Heat transfer via thermal radiation is a common occurrence in industry; be it in flue gas, boilers, reactors, or in supersonic combustor such as in a scramjet propulsion.
Numerous studies have been done regarding the phenomena interacting with thermal radiation in different types of turbulent flows.

For compressible flows the effect of thermal radiation on the turbulent field via Turbulent Radiation Interaction (TRI) has been research to a lesser degree than for incompressible flows. Therefore, a more in-depth study on the impact of optical thickness in compressible flows should help create a better understanding regarding this.
This study consists of an investigation into the effect of thermal radiation in a non-reacting supersonic channel flow where the optical thickness of the fluid is changed.
The fluid dynamics is simulated using a Direct Numerical Simulation (DNS) code for compressible turbulence and for the thermal radiation a grey-gas Finite Volume Method is used. A fictitious fluid is used with two different Planck numbers (Pl = 0.1, 0.01). Furthermore, for cases with Pl = 0.01 the constant absorption coefficient is varied between κ = 1, 5, 10.

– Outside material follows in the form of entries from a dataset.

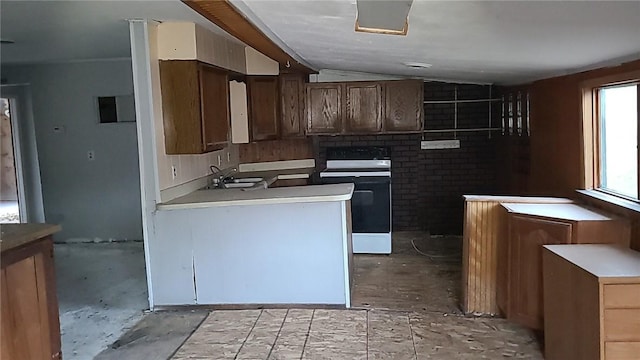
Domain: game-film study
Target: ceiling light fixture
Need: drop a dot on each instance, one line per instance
(417, 65)
(383, 16)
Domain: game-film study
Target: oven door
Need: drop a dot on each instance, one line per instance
(370, 204)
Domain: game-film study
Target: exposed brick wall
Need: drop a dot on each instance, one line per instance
(427, 185)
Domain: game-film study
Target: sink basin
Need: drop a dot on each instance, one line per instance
(246, 180)
(234, 185)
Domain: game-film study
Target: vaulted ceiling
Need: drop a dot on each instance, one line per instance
(474, 41)
(501, 42)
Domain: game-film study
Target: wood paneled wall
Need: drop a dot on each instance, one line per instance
(556, 167)
(276, 150)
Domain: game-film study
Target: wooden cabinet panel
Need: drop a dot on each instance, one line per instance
(195, 106)
(291, 105)
(403, 106)
(525, 285)
(324, 108)
(364, 107)
(578, 325)
(263, 107)
(29, 308)
(214, 99)
(622, 350)
(620, 296)
(622, 324)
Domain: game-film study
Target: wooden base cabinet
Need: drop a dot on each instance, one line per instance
(591, 302)
(485, 223)
(29, 320)
(530, 226)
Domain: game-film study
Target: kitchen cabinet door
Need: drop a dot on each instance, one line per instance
(364, 107)
(324, 108)
(527, 235)
(214, 100)
(403, 106)
(291, 105)
(29, 307)
(263, 107)
(195, 107)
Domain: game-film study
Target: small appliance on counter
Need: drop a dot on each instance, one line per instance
(369, 168)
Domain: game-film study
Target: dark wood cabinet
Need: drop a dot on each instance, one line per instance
(363, 107)
(403, 106)
(263, 107)
(30, 324)
(195, 106)
(292, 105)
(324, 108)
(520, 288)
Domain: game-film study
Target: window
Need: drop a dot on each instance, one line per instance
(618, 139)
(611, 137)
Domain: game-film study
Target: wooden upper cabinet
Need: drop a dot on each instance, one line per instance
(195, 106)
(214, 97)
(263, 107)
(291, 105)
(403, 106)
(364, 107)
(324, 108)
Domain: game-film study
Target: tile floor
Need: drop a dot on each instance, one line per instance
(355, 334)
(405, 307)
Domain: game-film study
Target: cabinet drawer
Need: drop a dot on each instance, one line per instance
(622, 325)
(621, 350)
(622, 296)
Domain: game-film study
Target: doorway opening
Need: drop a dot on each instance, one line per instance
(9, 199)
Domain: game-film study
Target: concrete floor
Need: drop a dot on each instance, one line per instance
(9, 212)
(102, 292)
(405, 307)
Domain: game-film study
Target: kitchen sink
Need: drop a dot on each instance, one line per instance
(246, 180)
(234, 185)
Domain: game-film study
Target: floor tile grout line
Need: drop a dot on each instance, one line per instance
(189, 336)
(413, 339)
(248, 334)
(278, 334)
(367, 335)
(304, 347)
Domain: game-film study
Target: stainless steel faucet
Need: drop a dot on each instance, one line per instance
(221, 175)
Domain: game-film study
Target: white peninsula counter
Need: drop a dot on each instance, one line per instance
(289, 245)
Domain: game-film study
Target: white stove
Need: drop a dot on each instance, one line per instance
(369, 169)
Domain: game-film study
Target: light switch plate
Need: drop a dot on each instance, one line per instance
(439, 144)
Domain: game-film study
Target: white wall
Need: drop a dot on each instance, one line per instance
(92, 200)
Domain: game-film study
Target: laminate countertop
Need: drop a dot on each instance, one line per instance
(281, 195)
(14, 235)
(557, 211)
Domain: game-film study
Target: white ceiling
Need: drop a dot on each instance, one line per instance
(470, 41)
(58, 31)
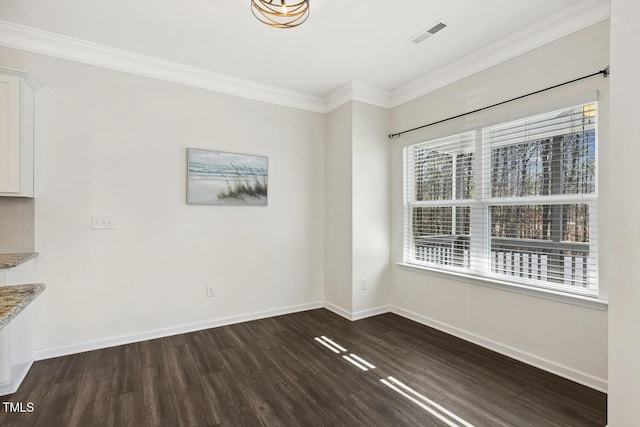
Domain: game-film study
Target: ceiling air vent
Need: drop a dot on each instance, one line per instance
(425, 34)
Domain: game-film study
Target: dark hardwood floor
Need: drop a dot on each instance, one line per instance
(273, 372)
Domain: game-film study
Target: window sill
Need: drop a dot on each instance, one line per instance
(579, 300)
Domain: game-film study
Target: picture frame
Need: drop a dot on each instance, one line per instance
(225, 178)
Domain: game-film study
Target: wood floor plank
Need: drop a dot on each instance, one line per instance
(273, 372)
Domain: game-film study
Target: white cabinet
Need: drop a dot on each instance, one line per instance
(16, 134)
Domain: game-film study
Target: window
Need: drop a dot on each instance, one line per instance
(515, 202)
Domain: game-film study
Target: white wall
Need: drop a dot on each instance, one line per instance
(371, 208)
(624, 224)
(559, 337)
(115, 144)
(338, 210)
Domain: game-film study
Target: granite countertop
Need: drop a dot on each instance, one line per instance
(13, 260)
(14, 299)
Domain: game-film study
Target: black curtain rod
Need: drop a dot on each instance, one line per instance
(605, 73)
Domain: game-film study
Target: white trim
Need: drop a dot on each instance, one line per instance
(363, 314)
(13, 385)
(357, 315)
(338, 310)
(548, 294)
(356, 91)
(66, 350)
(567, 21)
(554, 27)
(59, 46)
(339, 97)
(583, 378)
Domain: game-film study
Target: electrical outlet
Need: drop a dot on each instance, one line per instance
(211, 291)
(103, 222)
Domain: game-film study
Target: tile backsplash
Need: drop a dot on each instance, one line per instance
(17, 225)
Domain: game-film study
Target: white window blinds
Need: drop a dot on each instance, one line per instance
(515, 201)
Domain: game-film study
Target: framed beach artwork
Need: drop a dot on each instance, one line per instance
(220, 178)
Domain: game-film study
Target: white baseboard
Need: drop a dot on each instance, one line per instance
(357, 315)
(544, 364)
(66, 350)
(363, 314)
(338, 310)
(528, 358)
(16, 379)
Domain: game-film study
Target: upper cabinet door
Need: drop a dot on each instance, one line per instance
(9, 134)
(16, 134)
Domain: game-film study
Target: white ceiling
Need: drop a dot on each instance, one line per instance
(364, 41)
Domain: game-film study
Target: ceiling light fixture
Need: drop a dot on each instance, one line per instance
(280, 13)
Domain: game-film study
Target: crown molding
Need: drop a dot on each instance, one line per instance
(554, 27)
(59, 46)
(356, 91)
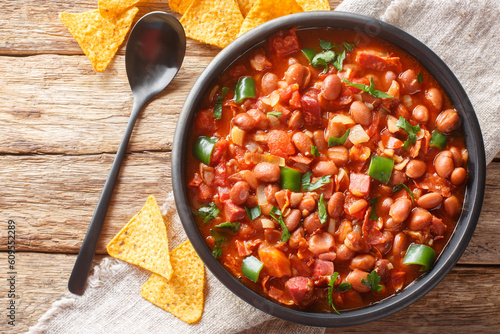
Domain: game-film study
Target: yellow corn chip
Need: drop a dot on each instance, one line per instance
(179, 6)
(308, 5)
(113, 8)
(143, 241)
(182, 295)
(213, 22)
(245, 6)
(264, 10)
(98, 37)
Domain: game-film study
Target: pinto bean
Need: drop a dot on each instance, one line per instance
(452, 206)
(267, 172)
(355, 278)
(415, 168)
(409, 82)
(296, 120)
(384, 206)
(303, 142)
(360, 113)
(419, 219)
(244, 121)
(269, 83)
(430, 200)
(400, 210)
(271, 190)
(319, 140)
(364, 262)
(420, 113)
(339, 155)
(331, 87)
(324, 168)
(336, 205)
(447, 121)
(434, 96)
(444, 164)
(239, 192)
(312, 223)
(354, 241)
(400, 244)
(458, 176)
(344, 253)
(321, 243)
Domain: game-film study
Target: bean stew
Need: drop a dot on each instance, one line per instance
(328, 170)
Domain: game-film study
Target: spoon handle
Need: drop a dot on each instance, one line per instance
(81, 269)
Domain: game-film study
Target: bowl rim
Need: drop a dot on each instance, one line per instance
(476, 165)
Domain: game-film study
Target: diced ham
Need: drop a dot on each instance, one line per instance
(360, 184)
(376, 61)
(300, 289)
(311, 110)
(233, 212)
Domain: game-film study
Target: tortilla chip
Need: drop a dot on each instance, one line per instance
(143, 241)
(213, 22)
(180, 6)
(245, 6)
(98, 37)
(309, 5)
(182, 295)
(264, 10)
(113, 8)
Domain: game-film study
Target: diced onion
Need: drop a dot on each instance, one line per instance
(346, 120)
(358, 135)
(237, 135)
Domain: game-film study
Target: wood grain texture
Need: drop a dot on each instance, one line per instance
(52, 199)
(451, 307)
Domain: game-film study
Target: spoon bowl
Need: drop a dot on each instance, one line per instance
(153, 56)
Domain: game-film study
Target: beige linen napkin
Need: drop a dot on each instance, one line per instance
(463, 33)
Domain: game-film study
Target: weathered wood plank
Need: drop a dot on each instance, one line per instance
(58, 104)
(52, 199)
(467, 301)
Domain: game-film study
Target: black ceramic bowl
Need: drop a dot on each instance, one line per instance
(476, 166)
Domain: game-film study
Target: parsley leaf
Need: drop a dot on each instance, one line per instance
(405, 187)
(208, 212)
(325, 45)
(372, 281)
(314, 151)
(332, 141)
(308, 186)
(233, 227)
(419, 77)
(373, 203)
(339, 61)
(253, 212)
(369, 89)
(218, 240)
(410, 130)
(331, 284)
(322, 210)
(276, 214)
(218, 103)
(275, 114)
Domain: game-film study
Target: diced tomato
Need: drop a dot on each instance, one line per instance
(275, 262)
(376, 61)
(285, 43)
(280, 144)
(311, 109)
(233, 212)
(360, 184)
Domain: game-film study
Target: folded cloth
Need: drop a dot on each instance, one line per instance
(463, 33)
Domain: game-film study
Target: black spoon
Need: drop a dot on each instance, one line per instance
(154, 54)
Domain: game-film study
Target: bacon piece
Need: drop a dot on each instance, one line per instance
(376, 61)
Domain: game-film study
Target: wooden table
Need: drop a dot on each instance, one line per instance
(60, 126)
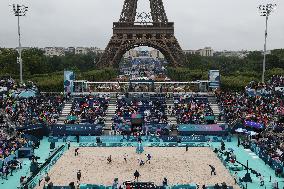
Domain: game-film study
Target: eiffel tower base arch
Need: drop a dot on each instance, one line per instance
(127, 35)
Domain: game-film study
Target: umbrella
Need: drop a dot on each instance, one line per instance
(252, 133)
(27, 94)
(240, 130)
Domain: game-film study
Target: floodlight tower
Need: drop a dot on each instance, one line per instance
(265, 10)
(20, 10)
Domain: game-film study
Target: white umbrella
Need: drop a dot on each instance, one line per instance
(252, 133)
(240, 130)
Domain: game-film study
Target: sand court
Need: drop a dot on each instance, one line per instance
(177, 165)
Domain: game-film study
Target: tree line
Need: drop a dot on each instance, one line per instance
(235, 72)
(47, 72)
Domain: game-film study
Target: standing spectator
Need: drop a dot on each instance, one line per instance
(136, 175)
(79, 175)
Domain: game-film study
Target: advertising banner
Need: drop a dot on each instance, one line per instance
(214, 78)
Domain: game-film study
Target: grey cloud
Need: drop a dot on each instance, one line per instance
(221, 24)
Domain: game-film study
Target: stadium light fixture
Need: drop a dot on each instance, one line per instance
(265, 10)
(20, 10)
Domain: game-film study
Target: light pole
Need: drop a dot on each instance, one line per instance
(20, 10)
(265, 10)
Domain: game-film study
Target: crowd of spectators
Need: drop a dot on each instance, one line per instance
(41, 109)
(151, 110)
(259, 103)
(189, 109)
(88, 109)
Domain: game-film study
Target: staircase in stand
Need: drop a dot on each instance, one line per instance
(215, 107)
(172, 120)
(65, 112)
(109, 114)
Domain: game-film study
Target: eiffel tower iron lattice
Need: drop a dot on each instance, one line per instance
(128, 34)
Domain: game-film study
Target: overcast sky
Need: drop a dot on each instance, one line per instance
(221, 24)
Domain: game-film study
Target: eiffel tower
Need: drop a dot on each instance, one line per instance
(150, 29)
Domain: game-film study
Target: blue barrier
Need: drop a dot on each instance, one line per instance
(274, 164)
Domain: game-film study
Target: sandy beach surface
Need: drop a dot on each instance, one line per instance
(177, 165)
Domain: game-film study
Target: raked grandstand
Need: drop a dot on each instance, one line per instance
(143, 113)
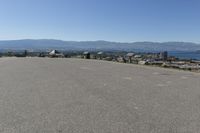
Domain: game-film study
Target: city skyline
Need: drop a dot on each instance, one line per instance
(110, 20)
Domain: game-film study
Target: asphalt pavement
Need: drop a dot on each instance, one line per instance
(43, 95)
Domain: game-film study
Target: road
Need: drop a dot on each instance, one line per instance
(43, 95)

The effects of thermal radiation on the temperature and density fields are discussed. Changing the optical thickness via the absorption coefficient shows a strong change in the behaviour of the fluctuating fields.
Compressibility is shown to be affected by thermal radiations, where a stronger thermal radiation characterized by a high optical thickness and low Pl number show characteristics of an incompressible flow while being supersonic.

A model to determine the fluctuating incident radiation developed for high optical thickness incompressible flows is applied to this study as-is to investigate if the model is suited. It is shown that the assumptions made for the model, especially regarding thermal structures size, do not hold for compressible fluids and a different approach is needed.